Two years ago I was videotaping on a New York Subway platform. A cop told me to stop. I informed him that it was perfectly legal for anyone to take pictures or film in the subway and suggested that he check with his supervisor. He refused and insisted that I turn off my camera and wouldn't let up until I showed him my NYPD issued press identification card.
I was livid. I got my way, but I had to show a special ID. It is not a privilege of the press to be allowed to photograph public places. Anyone can and should do it. I was mad because this cop's ignorance of the law most likely intimidated many other photographers. He has probably bullied others and made them stop filming or photographing AND he might still be doing it because he refused to allow himself to become educated on the law.
Now there's an easy way to educate NYC Police on your rights. Thanks to a buddy of mine who was illegally arrested in Greenpoint for taking pictures of an accident scene, a new Operations Order has been issued that succinctly spells out the rights of photographers in public places. It's one page, so you can (and should) print it out and carry it with your camera when in NYC.
Here it is: print it out now. Print out ten and hand them out to your photo (or cop) friends.

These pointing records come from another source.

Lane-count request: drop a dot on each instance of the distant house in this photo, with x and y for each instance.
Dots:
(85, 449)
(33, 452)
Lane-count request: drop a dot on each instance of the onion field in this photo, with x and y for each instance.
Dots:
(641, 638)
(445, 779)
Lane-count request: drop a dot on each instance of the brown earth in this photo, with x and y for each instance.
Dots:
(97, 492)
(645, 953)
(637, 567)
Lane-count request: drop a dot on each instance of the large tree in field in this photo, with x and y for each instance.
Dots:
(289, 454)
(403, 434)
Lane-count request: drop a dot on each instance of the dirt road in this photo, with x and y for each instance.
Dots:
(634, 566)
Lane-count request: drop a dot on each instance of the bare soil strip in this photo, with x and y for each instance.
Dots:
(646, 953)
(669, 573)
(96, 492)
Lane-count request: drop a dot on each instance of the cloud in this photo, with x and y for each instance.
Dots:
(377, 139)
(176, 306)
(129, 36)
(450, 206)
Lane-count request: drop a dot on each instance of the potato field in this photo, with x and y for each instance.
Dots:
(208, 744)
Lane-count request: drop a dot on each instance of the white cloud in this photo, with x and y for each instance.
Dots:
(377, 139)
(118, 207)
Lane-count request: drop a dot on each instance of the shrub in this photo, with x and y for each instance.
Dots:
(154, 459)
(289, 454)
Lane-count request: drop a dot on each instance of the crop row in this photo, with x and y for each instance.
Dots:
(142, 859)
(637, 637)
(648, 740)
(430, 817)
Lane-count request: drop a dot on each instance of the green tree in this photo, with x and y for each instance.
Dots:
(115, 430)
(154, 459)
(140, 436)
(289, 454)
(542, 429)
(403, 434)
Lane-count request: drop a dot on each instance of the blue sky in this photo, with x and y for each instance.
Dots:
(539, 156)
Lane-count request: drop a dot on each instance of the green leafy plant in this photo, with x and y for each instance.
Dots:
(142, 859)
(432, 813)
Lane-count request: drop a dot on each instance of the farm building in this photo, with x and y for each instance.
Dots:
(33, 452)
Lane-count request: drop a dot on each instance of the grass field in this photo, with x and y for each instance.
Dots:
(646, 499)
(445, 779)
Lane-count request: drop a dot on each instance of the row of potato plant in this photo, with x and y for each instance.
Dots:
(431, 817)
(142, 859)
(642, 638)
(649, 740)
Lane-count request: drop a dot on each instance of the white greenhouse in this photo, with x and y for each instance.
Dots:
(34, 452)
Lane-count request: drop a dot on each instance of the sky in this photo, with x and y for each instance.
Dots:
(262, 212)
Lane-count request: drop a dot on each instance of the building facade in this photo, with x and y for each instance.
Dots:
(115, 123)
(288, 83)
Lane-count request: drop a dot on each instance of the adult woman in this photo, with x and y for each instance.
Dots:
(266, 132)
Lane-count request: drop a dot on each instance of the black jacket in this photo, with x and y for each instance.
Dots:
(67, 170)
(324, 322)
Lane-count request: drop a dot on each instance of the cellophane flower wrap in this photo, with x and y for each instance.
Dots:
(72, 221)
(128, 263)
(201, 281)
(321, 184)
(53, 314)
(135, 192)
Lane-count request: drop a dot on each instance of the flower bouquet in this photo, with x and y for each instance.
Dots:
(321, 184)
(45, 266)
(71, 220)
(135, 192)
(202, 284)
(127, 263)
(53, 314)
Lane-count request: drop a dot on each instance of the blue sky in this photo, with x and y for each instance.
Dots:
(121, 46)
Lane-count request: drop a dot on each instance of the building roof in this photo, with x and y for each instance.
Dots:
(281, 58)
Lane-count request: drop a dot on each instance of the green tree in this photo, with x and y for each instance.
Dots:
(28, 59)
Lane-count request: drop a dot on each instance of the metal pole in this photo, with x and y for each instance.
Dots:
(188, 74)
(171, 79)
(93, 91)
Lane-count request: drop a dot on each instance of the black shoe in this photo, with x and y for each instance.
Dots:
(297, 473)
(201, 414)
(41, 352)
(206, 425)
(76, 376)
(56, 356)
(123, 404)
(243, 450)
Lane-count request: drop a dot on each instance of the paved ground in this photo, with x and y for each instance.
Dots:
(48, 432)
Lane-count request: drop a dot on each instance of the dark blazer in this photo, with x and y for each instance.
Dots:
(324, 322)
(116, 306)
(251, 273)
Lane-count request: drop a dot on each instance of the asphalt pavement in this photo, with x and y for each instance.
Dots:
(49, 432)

The document covers your rights to photograph in public and in the MTA transit systems. It tells cops that they cannot view or delete your photographs. They cannot make you delete them. If they pull the counter-terrorism card, this document spells out the steps they are required to take if they actually believe your photography to be an act of terrorism.
HOW TO USE THIS DOCUMENT
This is important. Don't EVER appear to be angry when an officer attempts to violate your right to photograph. It is not possible for any officer to know each and every law that they are intended to enforce. I suggest that you express that you understand his or her concern (even if you don't). Then explain that there is no law against photographing in public places (or in the subway) according to Operations Order number 14. Then offer to show your copy. If the officer says he doesn't care or says that you need to move along anyway, ask him to check with a supervisor. Make a mental note of the officer's name and the number on their badge.
You might be through shooting for the day if the officer persists. You need to decide what you're willing to risk. You can move along and file a complaint later OR you can keep shooting and risk arrest. If you're arrested for taking pictures, this will get dropped. It's important that you never raise your voice or make a scene because they can come up with something else to charge you with.

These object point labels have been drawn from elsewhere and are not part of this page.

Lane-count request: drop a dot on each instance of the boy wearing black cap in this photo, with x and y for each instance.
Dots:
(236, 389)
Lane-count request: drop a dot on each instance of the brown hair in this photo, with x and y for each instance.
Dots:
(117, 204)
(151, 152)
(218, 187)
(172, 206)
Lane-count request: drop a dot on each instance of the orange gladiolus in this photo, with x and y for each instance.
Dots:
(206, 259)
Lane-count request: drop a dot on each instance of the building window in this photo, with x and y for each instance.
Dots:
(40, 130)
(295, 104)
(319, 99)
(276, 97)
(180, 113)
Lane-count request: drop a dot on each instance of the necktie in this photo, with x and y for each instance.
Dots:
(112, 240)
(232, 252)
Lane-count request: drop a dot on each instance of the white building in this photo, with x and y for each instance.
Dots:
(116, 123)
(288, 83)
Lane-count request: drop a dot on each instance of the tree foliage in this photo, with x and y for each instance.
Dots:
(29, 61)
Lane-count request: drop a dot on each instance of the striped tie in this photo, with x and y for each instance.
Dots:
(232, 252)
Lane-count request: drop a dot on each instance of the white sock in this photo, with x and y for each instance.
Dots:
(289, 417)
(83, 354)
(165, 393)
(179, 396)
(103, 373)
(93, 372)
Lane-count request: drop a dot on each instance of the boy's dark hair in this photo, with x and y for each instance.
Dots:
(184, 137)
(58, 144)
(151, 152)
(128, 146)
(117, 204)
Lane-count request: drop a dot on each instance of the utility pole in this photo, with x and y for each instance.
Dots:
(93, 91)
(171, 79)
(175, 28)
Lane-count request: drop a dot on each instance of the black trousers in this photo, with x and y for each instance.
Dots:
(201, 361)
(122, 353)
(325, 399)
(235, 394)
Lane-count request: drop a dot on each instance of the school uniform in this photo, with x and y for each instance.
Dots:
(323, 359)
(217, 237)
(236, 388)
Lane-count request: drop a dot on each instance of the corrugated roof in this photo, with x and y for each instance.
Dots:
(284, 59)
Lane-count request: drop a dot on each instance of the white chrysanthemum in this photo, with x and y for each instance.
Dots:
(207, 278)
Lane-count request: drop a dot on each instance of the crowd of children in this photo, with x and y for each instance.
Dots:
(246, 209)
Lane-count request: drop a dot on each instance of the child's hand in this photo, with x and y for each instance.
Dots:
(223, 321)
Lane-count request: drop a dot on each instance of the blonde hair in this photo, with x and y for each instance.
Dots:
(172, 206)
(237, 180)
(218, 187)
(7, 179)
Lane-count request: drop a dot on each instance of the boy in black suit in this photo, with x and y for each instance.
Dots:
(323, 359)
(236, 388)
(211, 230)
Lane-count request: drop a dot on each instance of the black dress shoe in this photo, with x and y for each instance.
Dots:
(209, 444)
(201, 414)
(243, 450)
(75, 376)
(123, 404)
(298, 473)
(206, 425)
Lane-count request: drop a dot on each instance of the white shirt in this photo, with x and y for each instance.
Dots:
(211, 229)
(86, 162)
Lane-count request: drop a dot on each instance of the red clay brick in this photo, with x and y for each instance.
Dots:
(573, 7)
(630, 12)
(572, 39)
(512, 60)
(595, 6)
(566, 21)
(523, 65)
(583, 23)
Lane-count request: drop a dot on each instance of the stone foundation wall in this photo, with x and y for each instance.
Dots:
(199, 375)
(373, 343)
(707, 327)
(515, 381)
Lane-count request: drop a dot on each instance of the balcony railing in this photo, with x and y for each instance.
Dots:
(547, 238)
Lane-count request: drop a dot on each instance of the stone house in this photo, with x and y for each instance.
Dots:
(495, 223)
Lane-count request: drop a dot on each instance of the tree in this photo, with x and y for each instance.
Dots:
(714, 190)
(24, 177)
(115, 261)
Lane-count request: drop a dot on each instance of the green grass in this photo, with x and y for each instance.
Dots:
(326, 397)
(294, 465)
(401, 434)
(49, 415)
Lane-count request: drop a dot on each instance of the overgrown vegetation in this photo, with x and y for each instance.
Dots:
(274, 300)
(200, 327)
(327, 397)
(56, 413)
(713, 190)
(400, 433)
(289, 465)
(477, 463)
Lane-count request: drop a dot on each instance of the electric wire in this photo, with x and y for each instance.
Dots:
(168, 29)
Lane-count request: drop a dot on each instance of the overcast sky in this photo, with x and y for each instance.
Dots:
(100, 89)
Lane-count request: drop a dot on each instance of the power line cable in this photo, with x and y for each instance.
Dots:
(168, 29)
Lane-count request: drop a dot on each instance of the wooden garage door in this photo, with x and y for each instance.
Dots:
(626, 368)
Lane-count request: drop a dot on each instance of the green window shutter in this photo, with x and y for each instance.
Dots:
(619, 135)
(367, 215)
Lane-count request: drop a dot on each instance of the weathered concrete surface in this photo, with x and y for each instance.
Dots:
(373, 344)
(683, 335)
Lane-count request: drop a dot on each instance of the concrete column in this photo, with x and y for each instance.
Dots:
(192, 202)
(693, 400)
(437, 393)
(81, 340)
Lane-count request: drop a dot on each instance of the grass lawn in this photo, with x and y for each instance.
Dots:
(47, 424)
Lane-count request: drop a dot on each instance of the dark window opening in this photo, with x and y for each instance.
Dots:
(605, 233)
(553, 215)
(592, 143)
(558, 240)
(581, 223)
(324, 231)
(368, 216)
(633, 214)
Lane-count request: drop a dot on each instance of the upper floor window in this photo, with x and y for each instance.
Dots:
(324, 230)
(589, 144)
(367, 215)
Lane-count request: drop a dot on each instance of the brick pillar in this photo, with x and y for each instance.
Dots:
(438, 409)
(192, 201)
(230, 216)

My guess is that this Operations Order was widely distributed. I hope that we see far fewer stops of photographers. I'm also guessing that when the officer realizes that you are educated on the law they'll leave you alone.

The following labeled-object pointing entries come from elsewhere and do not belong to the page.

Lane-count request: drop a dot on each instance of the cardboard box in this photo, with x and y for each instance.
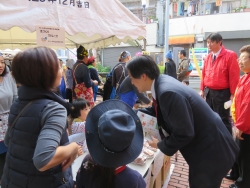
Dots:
(148, 176)
(165, 168)
(158, 182)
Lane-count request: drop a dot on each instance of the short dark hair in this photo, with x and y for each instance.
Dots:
(78, 105)
(144, 64)
(36, 67)
(5, 69)
(245, 49)
(214, 37)
(183, 52)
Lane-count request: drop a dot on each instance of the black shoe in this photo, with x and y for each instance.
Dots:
(228, 176)
(233, 186)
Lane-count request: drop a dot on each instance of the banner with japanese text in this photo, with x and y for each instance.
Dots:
(50, 36)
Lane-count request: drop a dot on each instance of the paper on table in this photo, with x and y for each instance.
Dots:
(149, 125)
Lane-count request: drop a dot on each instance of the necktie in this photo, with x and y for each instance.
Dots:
(214, 58)
(155, 106)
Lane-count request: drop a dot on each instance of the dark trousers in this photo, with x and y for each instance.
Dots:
(69, 94)
(2, 161)
(242, 166)
(216, 99)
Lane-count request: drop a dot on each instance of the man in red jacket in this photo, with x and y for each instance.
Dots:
(220, 76)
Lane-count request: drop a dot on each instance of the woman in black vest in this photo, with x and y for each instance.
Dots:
(38, 151)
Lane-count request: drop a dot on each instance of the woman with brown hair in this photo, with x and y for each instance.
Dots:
(38, 151)
(8, 92)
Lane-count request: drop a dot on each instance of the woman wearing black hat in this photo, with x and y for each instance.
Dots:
(114, 138)
(82, 81)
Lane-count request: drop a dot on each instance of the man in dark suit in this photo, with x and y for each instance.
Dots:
(186, 124)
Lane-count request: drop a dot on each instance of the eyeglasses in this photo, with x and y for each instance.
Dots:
(242, 59)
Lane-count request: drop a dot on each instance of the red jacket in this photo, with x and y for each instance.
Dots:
(242, 104)
(223, 73)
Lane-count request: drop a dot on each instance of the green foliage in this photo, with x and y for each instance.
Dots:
(161, 69)
(101, 68)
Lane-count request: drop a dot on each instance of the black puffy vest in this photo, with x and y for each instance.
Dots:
(19, 170)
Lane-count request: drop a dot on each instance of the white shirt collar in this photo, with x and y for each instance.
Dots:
(217, 53)
(153, 89)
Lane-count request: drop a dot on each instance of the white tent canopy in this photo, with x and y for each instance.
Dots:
(98, 23)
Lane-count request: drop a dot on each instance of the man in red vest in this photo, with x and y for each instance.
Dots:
(220, 76)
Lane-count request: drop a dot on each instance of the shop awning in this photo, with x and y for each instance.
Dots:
(183, 39)
(93, 24)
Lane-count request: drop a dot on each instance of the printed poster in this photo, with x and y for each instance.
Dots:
(50, 36)
(149, 125)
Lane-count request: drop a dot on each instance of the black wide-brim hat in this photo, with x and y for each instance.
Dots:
(98, 149)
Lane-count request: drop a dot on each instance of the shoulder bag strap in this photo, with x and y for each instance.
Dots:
(14, 122)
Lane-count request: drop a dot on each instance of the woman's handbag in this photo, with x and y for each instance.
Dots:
(82, 91)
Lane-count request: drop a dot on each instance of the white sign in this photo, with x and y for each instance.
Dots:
(149, 126)
(50, 36)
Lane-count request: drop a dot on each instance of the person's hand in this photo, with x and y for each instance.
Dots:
(232, 97)
(95, 82)
(70, 160)
(150, 104)
(202, 94)
(154, 142)
(79, 152)
(238, 134)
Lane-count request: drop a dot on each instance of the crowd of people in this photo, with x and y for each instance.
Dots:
(42, 133)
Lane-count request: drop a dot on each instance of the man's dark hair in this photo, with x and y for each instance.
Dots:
(36, 67)
(183, 52)
(78, 105)
(215, 37)
(143, 65)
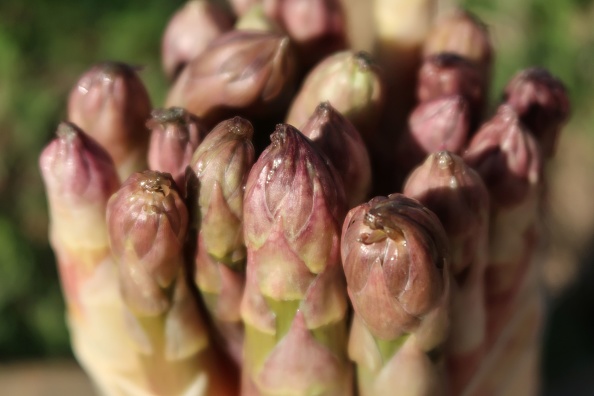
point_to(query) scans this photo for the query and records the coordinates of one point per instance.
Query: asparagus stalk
(459, 198)
(317, 27)
(336, 137)
(111, 104)
(147, 223)
(245, 73)
(221, 165)
(446, 74)
(508, 159)
(542, 104)
(436, 125)
(464, 34)
(351, 82)
(396, 261)
(294, 306)
(79, 178)
(175, 135)
(189, 31)
(401, 27)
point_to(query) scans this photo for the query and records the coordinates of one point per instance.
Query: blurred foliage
(45, 46)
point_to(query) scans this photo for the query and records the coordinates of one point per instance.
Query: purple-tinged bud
(351, 82)
(448, 74)
(507, 157)
(293, 207)
(111, 104)
(395, 257)
(437, 125)
(317, 27)
(175, 135)
(245, 73)
(147, 222)
(542, 104)
(459, 198)
(76, 169)
(464, 34)
(191, 29)
(338, 139)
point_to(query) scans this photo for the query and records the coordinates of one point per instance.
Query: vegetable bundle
(302, 217)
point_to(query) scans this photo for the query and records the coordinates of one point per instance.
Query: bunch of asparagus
(384, 247)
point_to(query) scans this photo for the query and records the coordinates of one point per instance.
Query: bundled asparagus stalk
(245, 73)
(459, 198)
(542, 104)
(221, 165)
(508, 159)
(111, 104)
(351, 82)
(175, 135)
(336, 137)
(294, 306)
(189, 31)
(148, 222)
(264, 250)
(396, 260)
(79, 178)
(438, 124)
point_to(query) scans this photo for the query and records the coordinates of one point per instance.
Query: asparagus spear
(466, 35)
(459, 198)
(508, 159)
(256, 19)
(396, 261)
(175, 135)
(435, 125)
(221, 165)
(336, 137)
(148, 222)
(111, 104)
(400, 27)
(351, 82)
(79, 178)
(245, 73)
(189, 31)
(317, 27)
(294, 306)
(542, 104)
(446, 74)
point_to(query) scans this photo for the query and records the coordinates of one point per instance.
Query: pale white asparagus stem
(401, 27)
(79, 178)
(295, 305)
(459, 198)
(148, 223)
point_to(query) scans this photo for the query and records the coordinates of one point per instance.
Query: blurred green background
(45, 46)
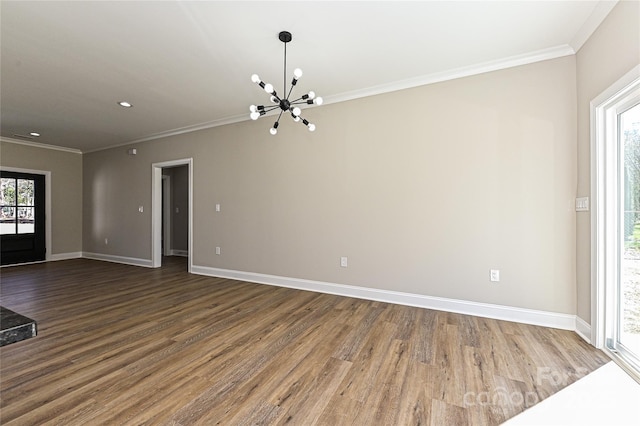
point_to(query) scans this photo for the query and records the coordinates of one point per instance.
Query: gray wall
(611, 52)
(66, 190)
(424, 190)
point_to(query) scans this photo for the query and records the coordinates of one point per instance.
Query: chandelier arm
(290, 90)
(284, 79)
(299, 101)
(279, 116)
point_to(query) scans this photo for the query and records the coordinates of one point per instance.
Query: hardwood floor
(122, 345)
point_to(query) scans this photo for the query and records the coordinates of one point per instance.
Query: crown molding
(39, 145)
(481, 68)
(592, 23)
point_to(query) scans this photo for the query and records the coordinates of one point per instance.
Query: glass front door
(22, 218)
(626, 339)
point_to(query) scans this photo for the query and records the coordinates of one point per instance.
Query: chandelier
(283, 103)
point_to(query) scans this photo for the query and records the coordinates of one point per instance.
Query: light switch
(582, 204)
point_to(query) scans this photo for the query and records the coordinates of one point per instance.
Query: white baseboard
(507, 313)
(118, 259)
(583, 329)
(65, 256)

As a general rule, you cannot use "ancillary equiment" such as light stands without a permit. Tripods are generally OK as long as you're not blocking the flow of traffic. You also must allow traffic to flow freely into your frame (don't throw things at people who wander into your shot). Tripods are not OK in the Subway unless you have an NYPD issued press pass or permit. ALSO, it is illegal to photograph on the PATH train for some reason. So, don't try to whip out Order 14 there. You're even prohibited from 'sketching' on the PATH train. Creepy.